When I fall, eventually, to that place called sleep, the black creatures come to molest me, to search every inch of my body with crab crawling death hands. They want me to join them. I try to scream but my throat is closed. They’re not real, I remind myself. Not real. I get out of bed. Cross the cool ridged floorboards and smooth my palm across the mirror. The reflected face is strange, angry. Go away, she says. Get out of here.
I’m outside, in the garden.
It’s dark, and so cold. Light from the patio doors draws me close. Something is different. A baby, of all things, is propped in a highchair in my kitchen. Andrew stands beside her, offering a spoon. He’s frazzled but patient. Baby’s white cardigan is speckled with orange food. That child should be asleep.
I move closer.
Fine hair combs the collar of her cardigan. I want to reach in and touch her, inhale that baby smell. Andrew lifts her from her chair. She spits up. He wipes her chin with a tea towel, kisses the top of her head. Hoisting her onto his hip, he turns towards the glass door and points in my direction. His mouth moves. I read his lips. Look, look, he seems to say. Is it me he sees? I wave but Andrew just continues to talk. Look, look, he’s saying, who’s that beautiful girl in the window? Who’s that beautiful girl? He’s showing the child her reflection.

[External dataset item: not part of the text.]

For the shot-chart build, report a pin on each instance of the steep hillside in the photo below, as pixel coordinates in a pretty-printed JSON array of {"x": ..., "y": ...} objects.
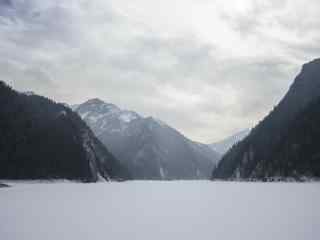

A woman joins them, the woman from the mirror. She pats the baby then looks directly at me. Her breath clouds the glass when she speaks. Leave us, alone. She draws the curtains closed like the show is over. But it’s not over. I will not leave you Andrew.
I’ll remain; remain to tousle the thread end of your dreams like the wind does the leaves, whispering and whispering; the inside of your mouth, I want to taste every silky second of it, wake up, wake up, wake up.